Entretanto, mesmo quem apoia a corporação pode dizer que existe um grande esforço para proteger as redes de contato de Mubarak e seus aliados. Para eles, os generais estão desconfortáveis com o novo papel e ainda estão aprendendo a lidar com os civis. 

– São pessoas muito inteligentes, mas não estavam preparadas para fazer isso. O exército recebeu essa missão de repente e foi ainda mais complicado por causa da ausência da polícia – diz Nabil Fouad, um general aposentado e professor de estudos estratégicos. 

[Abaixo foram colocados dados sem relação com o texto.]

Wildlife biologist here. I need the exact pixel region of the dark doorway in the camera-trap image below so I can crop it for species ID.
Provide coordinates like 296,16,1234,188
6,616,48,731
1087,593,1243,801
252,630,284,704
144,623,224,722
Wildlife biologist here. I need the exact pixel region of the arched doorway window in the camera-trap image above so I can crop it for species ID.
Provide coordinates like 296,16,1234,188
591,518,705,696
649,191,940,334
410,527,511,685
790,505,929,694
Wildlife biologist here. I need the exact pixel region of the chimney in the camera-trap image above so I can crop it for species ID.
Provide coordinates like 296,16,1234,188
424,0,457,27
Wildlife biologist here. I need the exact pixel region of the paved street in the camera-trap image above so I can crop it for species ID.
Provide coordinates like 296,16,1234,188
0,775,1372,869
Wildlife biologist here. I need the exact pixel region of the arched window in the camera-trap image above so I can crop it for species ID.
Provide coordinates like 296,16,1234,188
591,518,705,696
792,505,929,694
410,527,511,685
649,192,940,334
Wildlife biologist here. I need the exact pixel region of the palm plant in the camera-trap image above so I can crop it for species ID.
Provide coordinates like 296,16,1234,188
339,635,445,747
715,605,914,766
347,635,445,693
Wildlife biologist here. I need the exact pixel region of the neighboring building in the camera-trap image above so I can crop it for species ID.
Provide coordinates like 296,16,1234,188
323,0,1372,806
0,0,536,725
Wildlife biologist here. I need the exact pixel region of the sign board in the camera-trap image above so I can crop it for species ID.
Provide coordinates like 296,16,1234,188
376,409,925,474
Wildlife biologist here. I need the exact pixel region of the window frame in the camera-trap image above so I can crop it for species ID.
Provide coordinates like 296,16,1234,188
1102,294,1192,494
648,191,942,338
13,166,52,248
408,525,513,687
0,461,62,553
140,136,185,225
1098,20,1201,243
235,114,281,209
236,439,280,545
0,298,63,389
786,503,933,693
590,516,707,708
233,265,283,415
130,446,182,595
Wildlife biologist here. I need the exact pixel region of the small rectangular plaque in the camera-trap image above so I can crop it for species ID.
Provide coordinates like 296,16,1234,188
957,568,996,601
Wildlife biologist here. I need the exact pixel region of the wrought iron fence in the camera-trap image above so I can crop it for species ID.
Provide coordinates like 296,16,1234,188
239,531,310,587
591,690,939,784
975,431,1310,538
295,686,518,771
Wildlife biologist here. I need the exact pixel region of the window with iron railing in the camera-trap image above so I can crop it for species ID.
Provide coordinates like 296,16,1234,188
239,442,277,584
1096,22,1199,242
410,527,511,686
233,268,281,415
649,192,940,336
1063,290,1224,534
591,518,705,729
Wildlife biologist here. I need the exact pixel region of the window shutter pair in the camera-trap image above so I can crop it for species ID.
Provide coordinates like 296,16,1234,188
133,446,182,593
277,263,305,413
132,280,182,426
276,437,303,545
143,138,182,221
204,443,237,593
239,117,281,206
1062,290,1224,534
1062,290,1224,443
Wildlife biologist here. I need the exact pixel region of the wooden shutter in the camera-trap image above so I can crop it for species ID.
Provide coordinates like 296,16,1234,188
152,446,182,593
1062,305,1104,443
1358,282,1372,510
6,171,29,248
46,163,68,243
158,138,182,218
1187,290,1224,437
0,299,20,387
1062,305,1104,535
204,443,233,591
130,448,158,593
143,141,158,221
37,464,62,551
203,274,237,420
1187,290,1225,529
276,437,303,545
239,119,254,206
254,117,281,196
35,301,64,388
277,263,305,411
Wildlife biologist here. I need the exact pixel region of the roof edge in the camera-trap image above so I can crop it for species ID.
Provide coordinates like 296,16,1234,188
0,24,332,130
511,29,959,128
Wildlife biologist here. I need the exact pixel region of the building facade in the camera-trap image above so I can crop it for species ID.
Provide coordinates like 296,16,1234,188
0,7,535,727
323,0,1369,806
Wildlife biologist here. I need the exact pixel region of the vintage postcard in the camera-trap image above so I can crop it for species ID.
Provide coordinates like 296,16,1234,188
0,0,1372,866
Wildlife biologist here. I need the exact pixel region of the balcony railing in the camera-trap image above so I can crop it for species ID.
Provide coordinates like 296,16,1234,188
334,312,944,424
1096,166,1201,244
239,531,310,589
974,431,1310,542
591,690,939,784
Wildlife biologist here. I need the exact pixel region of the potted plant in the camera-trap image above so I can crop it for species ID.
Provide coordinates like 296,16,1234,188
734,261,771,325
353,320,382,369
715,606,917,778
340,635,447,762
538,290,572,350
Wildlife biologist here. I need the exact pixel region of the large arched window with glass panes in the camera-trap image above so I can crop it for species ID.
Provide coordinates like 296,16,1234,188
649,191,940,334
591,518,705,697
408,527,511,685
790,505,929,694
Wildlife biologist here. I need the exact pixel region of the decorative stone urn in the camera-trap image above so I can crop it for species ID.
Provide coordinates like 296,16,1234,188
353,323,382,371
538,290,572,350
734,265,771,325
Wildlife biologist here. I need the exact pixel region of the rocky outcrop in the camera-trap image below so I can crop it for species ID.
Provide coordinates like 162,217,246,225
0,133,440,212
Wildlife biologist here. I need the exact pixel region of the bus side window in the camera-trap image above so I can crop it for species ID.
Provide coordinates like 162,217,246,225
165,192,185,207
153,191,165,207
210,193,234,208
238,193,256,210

O pequeno conselho militar não quer ser questionado e, por isso, o Supremo Conselho das Forças Armadas – que tem total autonomia nas decisões finais – não divulga os resultados de suas deliberações e decisões. Seus membros, treinados no antigo sistema dos privilégios, não apenas foram indicados por Mubarak, como trabalharam por anos ao seu lado. 

– Estamos falando de pessoas que serviram com o presidente por muito tempo, desenvolvendo uma relação pessoa. Não são políticos e agora estão tendo responsabilidades políticas – protesta Khalid Sorur, um general aposentado que serviu por 30 anos.

No topo do conselho, o líder supremo Field Marshal Mohamed Hussein Tantawi é um aliado de longa data de Mubarak. Ele tem um longo histórico banir a imprensa enquanto exerce considerável influência por trás dos panos em assuntos que vão muito além da defesa da nação.

Pela primeira vez, na Sexta-feira do Aviso, Tantawi se tornou pessoalmente o foco da ira da população, sendo chamado de ditador pela multidão. É ele, mais do qualquer outra pessoa, o responsável pelos acontecimentos no país. De acordo com documentos do governo e pessoas que já trabalharam com ele, Tantawi segue à risca os conselhos do ex-ditador.

Antes de sua visita aos Estados Unidos, em 2008, a embaixada americana no Cairo enviou um telegrama para Washington, descrevendo-o como “antigo e resistente a mudanças”, mas também “encantador e cortês”. O documento, obtido pelo WikiLeaks, dizia que Field Marshal Tantawi estava “afundado em um paradigma pós-ditadura e que servia aos interesses de seu bando há três décadas.